3. FII outflows- Will EMs fall out of favour?
Developed markets are expected to see renewed buying interest. With the MSCI World Index trending significantly higher than the MSCI EM Index, it can be assumed that Foreign Portfolio investors are rebalancing their portfolios and allocation across global markets is being realigned. Kotak Institutional Equities pointed out that, “EMs are even less likely to find favour with asset allocators, especially in light of likely worsening in global geopolitics and trade. FPI outflows from India may accelerate in the near term, given the dominance of passive inflows in FPI flows.

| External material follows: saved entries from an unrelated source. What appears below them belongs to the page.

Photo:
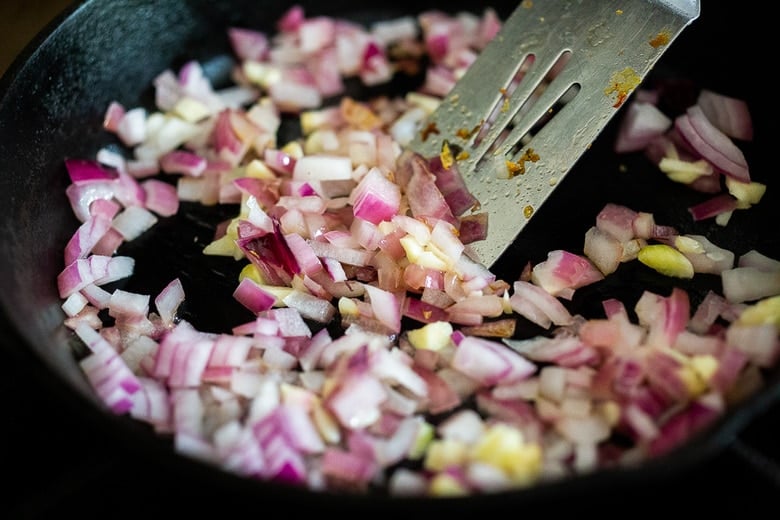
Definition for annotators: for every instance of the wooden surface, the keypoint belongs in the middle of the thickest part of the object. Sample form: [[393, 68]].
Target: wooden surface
[[21, 21]]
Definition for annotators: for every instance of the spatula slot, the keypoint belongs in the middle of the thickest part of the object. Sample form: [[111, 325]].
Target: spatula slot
[[526, 104]]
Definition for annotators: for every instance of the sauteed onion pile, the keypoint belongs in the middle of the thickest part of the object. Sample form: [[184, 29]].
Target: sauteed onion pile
[[424, 387]]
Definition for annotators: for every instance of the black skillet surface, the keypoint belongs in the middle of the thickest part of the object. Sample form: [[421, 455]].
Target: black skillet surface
[[52, 104]]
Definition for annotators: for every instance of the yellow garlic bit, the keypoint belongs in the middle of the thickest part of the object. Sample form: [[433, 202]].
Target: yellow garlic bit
[[763, 312], [666, 260], [432, 336], [445, 453], [504, 447]]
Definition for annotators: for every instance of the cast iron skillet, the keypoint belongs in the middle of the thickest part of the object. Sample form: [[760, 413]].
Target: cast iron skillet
[[52, 102]]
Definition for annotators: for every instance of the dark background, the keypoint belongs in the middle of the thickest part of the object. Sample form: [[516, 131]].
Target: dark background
[[49, 469]]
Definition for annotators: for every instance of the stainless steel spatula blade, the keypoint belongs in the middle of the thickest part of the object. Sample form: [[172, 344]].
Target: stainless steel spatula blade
[[539, 94]]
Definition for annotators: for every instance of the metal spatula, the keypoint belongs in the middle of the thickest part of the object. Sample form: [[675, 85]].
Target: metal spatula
[[539, 94]]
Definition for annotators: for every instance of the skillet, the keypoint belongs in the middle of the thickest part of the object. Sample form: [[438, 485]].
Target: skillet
[[52, 104]]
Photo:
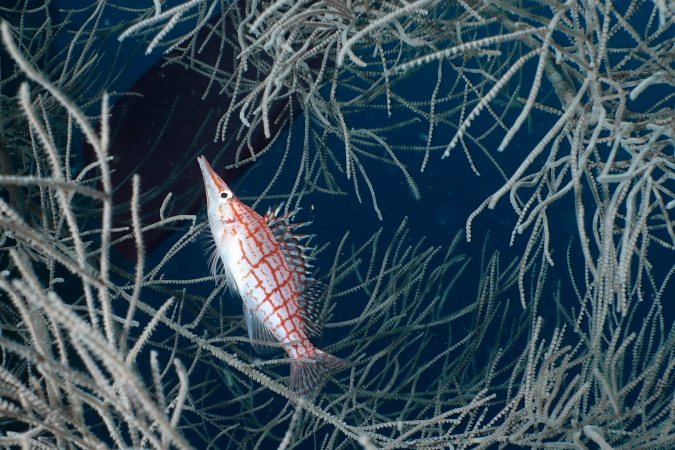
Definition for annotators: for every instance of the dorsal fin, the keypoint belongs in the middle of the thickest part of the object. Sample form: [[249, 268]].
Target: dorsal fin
[[298, 257]]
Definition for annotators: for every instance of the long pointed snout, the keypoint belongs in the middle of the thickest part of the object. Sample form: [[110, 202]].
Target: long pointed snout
[[212, 182]]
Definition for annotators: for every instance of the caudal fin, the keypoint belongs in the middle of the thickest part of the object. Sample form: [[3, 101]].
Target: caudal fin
[[308, 377]]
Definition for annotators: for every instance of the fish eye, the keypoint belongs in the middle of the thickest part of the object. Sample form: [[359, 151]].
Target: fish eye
[[224, 196]]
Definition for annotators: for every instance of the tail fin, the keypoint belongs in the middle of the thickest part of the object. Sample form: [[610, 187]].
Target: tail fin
[[308, 377]]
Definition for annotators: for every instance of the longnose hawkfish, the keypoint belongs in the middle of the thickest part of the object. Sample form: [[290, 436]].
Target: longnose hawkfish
[[264, 262]]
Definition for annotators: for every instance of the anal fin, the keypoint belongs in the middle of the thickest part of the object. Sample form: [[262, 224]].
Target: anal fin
[[259, 334]]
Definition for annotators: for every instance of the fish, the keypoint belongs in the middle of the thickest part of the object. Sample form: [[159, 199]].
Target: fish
[[263, 261]]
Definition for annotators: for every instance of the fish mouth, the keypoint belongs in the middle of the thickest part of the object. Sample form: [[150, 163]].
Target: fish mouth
[[211, 179]]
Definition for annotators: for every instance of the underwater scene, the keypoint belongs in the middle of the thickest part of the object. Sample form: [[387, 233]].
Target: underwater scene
[[337, 224]]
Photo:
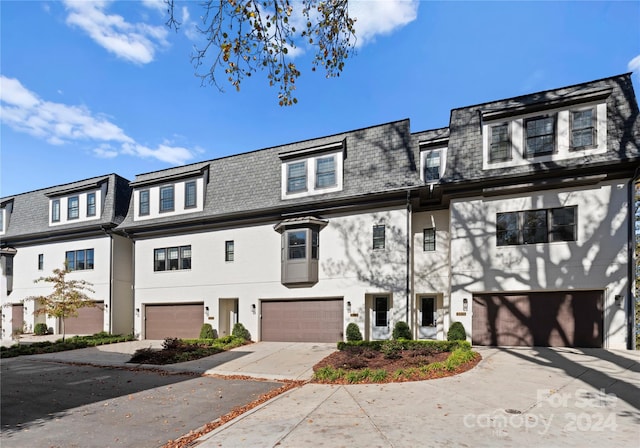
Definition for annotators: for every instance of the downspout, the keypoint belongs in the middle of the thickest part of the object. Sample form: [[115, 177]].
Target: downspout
[[631, 302], [407, 291]]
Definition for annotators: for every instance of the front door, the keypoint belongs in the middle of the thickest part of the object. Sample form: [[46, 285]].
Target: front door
[[380, 319], [428, 318]]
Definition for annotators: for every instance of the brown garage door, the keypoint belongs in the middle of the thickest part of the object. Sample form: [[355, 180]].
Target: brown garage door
[[90, 320], [302, 320], [177, 321], [549, 319]]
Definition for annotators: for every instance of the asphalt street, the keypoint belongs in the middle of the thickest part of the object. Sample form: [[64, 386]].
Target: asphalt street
[[61, 405]]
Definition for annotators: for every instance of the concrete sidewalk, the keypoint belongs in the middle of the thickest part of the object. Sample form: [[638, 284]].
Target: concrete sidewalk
[[515, 397], [260, 360]]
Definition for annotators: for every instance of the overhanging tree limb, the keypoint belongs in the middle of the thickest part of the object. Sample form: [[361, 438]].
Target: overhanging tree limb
[[241, 37]]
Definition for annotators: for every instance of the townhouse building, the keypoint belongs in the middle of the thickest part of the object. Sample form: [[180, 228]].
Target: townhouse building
[[70, 224], [515, 220]]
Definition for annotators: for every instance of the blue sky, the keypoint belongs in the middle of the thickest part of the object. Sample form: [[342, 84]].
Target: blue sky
[[92, 88]]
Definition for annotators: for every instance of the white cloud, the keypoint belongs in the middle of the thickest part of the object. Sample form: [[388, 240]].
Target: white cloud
[[59, 124], [634, 64], [381, 17], [134, 42]]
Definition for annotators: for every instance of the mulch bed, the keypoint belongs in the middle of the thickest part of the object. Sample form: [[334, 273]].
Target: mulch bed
[[366, 358]]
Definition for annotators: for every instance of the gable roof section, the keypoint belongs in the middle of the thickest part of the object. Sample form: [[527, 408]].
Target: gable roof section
[[29, 218]]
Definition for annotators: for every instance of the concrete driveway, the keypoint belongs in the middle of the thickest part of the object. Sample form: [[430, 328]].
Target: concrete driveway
[[533, 397]]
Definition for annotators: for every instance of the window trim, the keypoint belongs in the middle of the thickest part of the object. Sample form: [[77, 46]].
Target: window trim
[[554, 121], [550, 230], [73, 210], [162, 199], [379, 241], [91, 204], [55, 210], [181, 261], [333, 172], [593, 127], [88, 260], [508, 142], [146, 203], [429, 245], [289, 178], [187, 186]]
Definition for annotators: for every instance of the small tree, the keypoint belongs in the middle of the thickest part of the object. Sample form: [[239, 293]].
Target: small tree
[[353, 332], [67, 298]]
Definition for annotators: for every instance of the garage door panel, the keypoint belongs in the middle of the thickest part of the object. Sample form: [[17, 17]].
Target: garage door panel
[[557, 319], [177, 321], [302, 320], [90, 320]]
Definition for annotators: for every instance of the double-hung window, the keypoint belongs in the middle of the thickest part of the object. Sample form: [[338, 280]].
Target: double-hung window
[[297, 177], [166, 199], [91, 204], [172, 258], [229, 250], [143, 209], [190, 194], [55, 210], [73, 207], [583, 128], [378, 236], [326, 172], [79, 260], [429, 242], [536, 226], [432, 165], [540, 135], [500, 144]]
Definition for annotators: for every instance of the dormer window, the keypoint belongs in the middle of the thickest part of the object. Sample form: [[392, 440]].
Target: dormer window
[[91, 204], [500, 146], [166, 199], [312, 171], [432, 161], [55, 210], [540, 135], [296, 177]]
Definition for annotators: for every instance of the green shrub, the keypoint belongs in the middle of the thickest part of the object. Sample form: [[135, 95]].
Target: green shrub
[[240, 331], [41, 329], [353, 332], [401, 330], [456, 332], [207, 332]]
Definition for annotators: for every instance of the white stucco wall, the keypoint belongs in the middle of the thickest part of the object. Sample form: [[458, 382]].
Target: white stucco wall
[[431, 269], [348, 268], [596, 261]]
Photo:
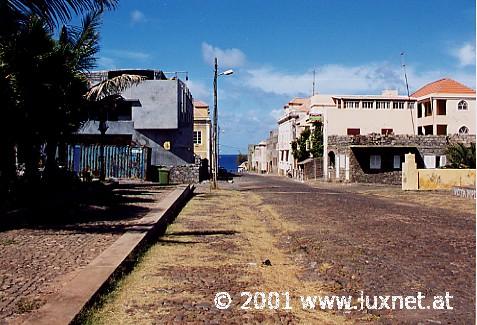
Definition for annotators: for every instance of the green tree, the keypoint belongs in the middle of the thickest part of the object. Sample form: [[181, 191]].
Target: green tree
[[316, 147], [461, 156], [54, 11], [299, 146], [47, 79], [241, 158]]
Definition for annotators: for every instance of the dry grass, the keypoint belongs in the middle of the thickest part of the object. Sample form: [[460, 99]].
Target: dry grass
[[164, 279], [433, 199]]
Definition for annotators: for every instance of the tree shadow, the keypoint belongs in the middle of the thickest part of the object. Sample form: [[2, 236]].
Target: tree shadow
[[83, 207]]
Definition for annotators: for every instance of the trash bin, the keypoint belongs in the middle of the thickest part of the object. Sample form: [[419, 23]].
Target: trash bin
[[163, 175]]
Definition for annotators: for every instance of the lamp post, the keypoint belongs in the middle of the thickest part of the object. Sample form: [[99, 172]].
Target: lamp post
[[215, 144]]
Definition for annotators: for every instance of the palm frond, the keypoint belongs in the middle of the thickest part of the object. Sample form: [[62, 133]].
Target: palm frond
[[113, 86], [86, 41], [55, 11]]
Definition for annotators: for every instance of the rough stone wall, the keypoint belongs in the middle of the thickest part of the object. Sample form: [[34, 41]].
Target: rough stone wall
[[433, 143], [185, 174], [425, 144], [312, 167]]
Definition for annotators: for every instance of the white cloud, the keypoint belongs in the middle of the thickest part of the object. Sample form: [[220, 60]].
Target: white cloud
[[227, 58], [137, 17], [106, 63], [199, 90], [340, 79], [131, 55], [276, 113], [465, 54]]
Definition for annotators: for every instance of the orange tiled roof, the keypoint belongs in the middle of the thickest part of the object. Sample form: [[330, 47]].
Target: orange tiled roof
[[199, 103], [446, 86]]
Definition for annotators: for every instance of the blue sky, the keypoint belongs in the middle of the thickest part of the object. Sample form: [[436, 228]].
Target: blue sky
[[273, 47]]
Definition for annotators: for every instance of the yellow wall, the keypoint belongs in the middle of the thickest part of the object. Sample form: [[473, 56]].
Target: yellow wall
[[433, 179], [201, 149]]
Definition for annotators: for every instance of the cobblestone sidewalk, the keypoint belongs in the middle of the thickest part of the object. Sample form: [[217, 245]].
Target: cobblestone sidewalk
[[36, 262], [219, 242]]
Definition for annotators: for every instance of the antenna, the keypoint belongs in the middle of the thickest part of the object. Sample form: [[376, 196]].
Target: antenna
[[314, 72], [403, 65]]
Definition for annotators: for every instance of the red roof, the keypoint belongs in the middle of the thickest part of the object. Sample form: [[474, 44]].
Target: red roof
[[199, 103], [443, 86]]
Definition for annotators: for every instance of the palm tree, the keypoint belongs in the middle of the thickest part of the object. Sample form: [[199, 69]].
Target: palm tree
[[105, 97], [45, 80], [55, 11], [461, 156]]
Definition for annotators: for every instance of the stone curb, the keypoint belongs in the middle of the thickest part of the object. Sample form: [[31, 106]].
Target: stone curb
[[70, 301]]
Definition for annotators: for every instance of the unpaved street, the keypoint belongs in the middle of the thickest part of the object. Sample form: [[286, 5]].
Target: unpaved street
[[318, 240]]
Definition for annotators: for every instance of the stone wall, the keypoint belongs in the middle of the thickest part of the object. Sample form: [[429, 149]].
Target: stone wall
[[185, 174], [354, 146], [313, 169]]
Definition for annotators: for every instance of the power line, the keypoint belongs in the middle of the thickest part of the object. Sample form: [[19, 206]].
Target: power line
[[403, 65]]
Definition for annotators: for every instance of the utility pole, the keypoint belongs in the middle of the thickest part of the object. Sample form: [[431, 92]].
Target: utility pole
[[215, 132], [314, 72]]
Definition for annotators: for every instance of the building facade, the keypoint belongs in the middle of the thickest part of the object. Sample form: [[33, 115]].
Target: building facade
[[259, 158], [272, 152], [290, 126], [445, 107], [158, 114], [366, 137], [202, 129]]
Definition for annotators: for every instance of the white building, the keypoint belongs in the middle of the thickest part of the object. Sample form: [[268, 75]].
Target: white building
[[290, 126], [259, 157], [445, 107]]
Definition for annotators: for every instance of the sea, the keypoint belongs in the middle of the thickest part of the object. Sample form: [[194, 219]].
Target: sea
[[229, 162]]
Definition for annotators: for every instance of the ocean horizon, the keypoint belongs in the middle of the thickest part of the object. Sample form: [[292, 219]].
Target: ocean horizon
[[229, 162]]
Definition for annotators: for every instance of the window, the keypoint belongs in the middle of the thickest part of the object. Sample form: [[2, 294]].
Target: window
[[367, 104], [398, 105], [375, 162], [197, 137], [430, 161], [442, 161], [462, 106], [351, 104], [441, 129], [428, 130], [382, 104], [441, 107], [428, 109], [464, 130], [352, 131], [397, 162]]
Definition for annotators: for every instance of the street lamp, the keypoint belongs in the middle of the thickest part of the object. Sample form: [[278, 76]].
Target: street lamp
[[215, 146]]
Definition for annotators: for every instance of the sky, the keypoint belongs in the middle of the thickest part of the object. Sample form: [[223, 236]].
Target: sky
[[273, 46]]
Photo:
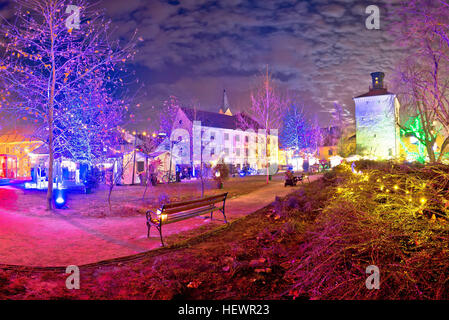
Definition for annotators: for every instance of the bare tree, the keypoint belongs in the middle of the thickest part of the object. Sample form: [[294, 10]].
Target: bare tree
[[267, 109], [46, 67], [423, 77]]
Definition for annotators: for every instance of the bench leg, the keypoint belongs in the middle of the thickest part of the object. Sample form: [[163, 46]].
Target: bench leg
[[160, 234], [224, 216]]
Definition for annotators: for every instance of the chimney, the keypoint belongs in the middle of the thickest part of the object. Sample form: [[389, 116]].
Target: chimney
[[378, 80]]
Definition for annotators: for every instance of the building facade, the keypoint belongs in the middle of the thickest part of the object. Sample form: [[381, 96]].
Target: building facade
[[208, 137], [377, 118]]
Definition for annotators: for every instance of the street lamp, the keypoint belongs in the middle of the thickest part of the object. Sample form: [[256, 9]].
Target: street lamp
[[172, 143]]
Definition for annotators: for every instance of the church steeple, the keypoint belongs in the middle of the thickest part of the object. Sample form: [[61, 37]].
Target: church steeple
[[225, 106]]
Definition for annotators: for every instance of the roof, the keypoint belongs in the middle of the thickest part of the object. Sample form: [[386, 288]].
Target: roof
[[215, 120], [375, 92]]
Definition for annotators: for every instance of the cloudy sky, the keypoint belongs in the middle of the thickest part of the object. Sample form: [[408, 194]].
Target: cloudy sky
[[194, 49]]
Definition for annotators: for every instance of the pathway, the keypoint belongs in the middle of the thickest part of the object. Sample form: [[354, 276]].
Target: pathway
[[63, 241]]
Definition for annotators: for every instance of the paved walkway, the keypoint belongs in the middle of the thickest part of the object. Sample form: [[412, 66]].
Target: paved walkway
[[62, 241]]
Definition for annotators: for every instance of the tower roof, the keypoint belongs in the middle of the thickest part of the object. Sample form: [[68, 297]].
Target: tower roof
[[225, 107], [377, 88]]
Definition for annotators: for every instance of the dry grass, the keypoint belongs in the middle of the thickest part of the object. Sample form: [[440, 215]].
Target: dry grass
[[128, 201]]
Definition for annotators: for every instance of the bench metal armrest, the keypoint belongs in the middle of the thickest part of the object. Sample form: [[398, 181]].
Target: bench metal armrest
[[150, 214]]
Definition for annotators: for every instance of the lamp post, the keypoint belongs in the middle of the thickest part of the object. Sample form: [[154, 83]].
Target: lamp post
[[134, 159], [172, 143]]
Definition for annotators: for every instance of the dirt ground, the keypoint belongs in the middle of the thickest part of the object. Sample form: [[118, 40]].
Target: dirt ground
[[127, 200], [247, 259], [63, 239]]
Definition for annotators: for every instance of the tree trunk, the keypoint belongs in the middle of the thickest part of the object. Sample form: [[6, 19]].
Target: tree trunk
[[266, 157], [50, 121]]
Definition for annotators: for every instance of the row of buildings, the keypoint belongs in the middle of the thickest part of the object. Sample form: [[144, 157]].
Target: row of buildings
[[197, 137]]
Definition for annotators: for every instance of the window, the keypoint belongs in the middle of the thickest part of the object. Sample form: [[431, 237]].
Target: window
[[140, 166]]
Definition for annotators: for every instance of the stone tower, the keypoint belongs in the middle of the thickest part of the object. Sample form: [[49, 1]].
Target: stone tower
[[225, 105], [376, 115]]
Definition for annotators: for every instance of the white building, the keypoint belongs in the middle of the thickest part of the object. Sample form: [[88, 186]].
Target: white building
[[377, 114], [217, 137]]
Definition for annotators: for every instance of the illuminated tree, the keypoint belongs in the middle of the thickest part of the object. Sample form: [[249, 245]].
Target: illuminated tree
[[423, 76], [52, 74], [168, 115], [297, 132], [267, 109]]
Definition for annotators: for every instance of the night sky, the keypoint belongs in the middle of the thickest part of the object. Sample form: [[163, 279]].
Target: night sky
[[319, 49]]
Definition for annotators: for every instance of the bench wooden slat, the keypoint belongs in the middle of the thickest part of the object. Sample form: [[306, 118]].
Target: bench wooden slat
[[179, 211], [184, 203], [172, 219], [191, 206]]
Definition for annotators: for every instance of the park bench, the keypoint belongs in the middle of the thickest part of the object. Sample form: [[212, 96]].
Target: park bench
[[295, 179], [178, 211]]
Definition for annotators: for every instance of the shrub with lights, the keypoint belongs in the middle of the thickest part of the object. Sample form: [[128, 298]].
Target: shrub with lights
[[221, 174]]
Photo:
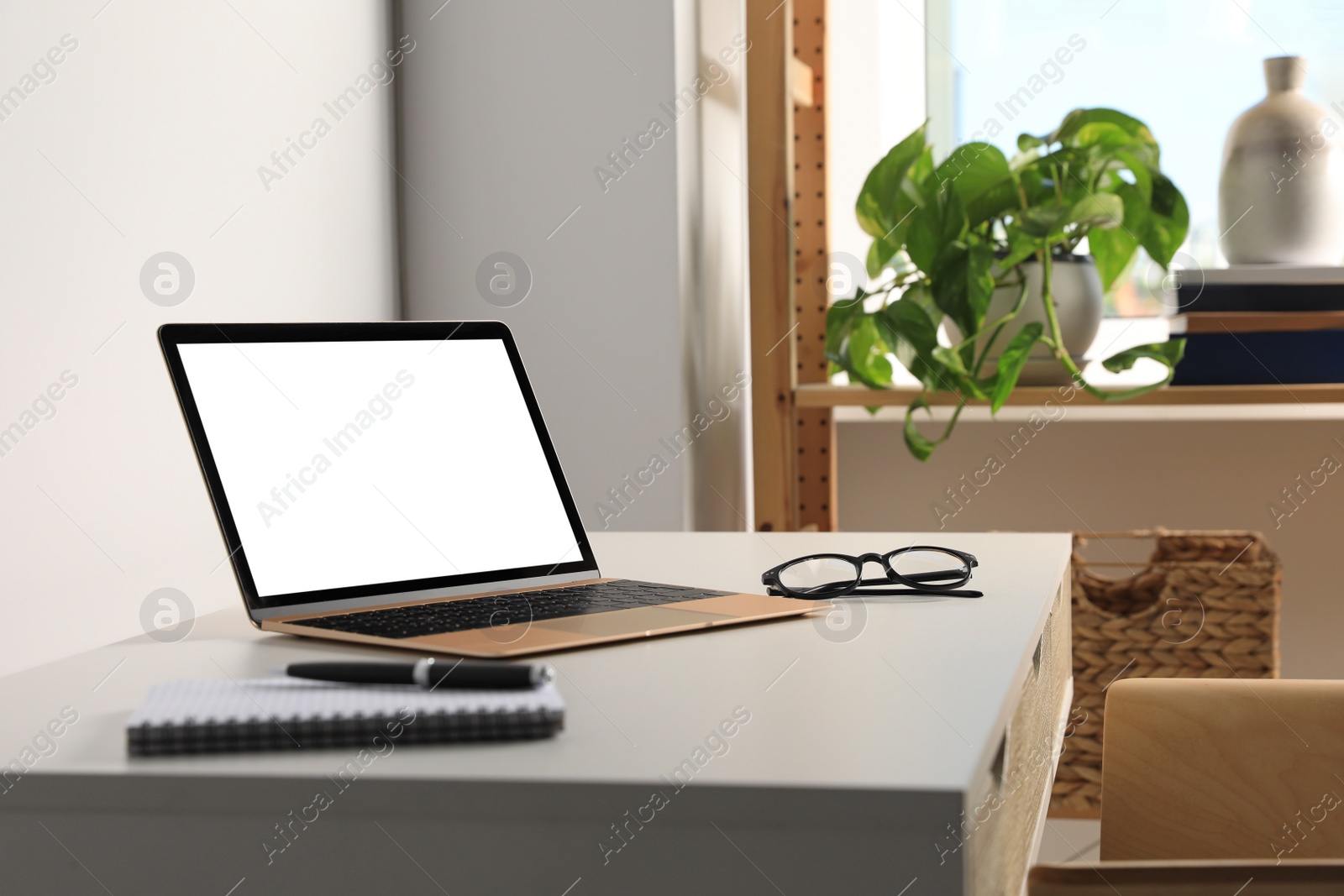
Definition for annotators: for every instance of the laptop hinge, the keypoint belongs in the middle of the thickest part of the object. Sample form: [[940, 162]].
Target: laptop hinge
[[428, 594]]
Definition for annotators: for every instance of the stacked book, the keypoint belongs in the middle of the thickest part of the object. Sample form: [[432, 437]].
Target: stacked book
[[1261, 324]]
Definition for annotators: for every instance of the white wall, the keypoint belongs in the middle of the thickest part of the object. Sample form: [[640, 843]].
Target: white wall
[[150, 140], [507, 109], [875, 92]]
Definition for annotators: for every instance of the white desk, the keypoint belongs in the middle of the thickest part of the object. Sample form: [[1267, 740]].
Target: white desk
[[864, 750]]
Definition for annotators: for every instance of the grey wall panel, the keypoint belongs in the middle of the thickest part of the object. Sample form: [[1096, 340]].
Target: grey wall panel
[[507, 109]]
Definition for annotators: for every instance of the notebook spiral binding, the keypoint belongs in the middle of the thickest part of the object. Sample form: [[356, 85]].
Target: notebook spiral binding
[[248, 735]]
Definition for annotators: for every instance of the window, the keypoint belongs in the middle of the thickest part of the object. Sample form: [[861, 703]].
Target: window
[[1000, 67]]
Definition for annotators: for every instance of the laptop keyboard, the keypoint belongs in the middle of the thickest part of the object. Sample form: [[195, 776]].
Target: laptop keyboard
[[507, 609]]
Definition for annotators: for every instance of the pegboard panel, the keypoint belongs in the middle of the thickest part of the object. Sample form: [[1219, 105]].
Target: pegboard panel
[[813, 439]]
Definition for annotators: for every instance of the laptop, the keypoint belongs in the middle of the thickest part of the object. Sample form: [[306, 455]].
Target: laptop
[[394, 484]]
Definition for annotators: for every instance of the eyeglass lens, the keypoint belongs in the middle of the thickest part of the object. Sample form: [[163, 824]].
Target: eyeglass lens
[[819, 575], [932, 569]]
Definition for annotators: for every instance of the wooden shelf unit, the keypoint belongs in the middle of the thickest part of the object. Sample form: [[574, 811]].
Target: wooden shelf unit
[[827, 396]]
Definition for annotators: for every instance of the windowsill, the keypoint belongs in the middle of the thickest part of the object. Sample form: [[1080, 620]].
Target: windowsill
[[1119, 412]]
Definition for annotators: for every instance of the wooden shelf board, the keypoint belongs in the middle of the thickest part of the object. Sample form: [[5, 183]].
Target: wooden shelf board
[[827, 396]]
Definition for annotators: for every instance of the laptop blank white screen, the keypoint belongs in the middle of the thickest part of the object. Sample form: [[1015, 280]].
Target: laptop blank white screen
[[366, 463]]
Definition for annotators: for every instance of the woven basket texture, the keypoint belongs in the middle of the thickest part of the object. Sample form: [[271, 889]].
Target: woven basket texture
[[1205, 606]]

Lastly, any large fiscal stimulus from China to offset the negatives of higher US tariffs on Chinese imports could be a further negative for FPI flows into India.” So far foreign investors have sold nearly Rs 20,000 crore worth of shares in India in November after a record sell-off of nearly Rs 94,000 crore in Indian equities in October.
4. Higher Tariff on China
According to Kotak Institutional Equities, “The new US administration is likely to focus on a tariff-driven approach to rebalance the large US trade deficit. The worst-case situation could see meaningfully higher tariffs on goods imported from China and moderate tariffs on goods imported from other countries.” So what does that signal for India? Observers believe that Indian exports may benefit at the margin from a differentiated tariff regime, “but the net benefit will depend on its competitiveness versus on shoring and exports from other economies,” stated the Kotak report.
Moreover, the markets need to factor in higher bond yields and a stronger US dollar in the near term.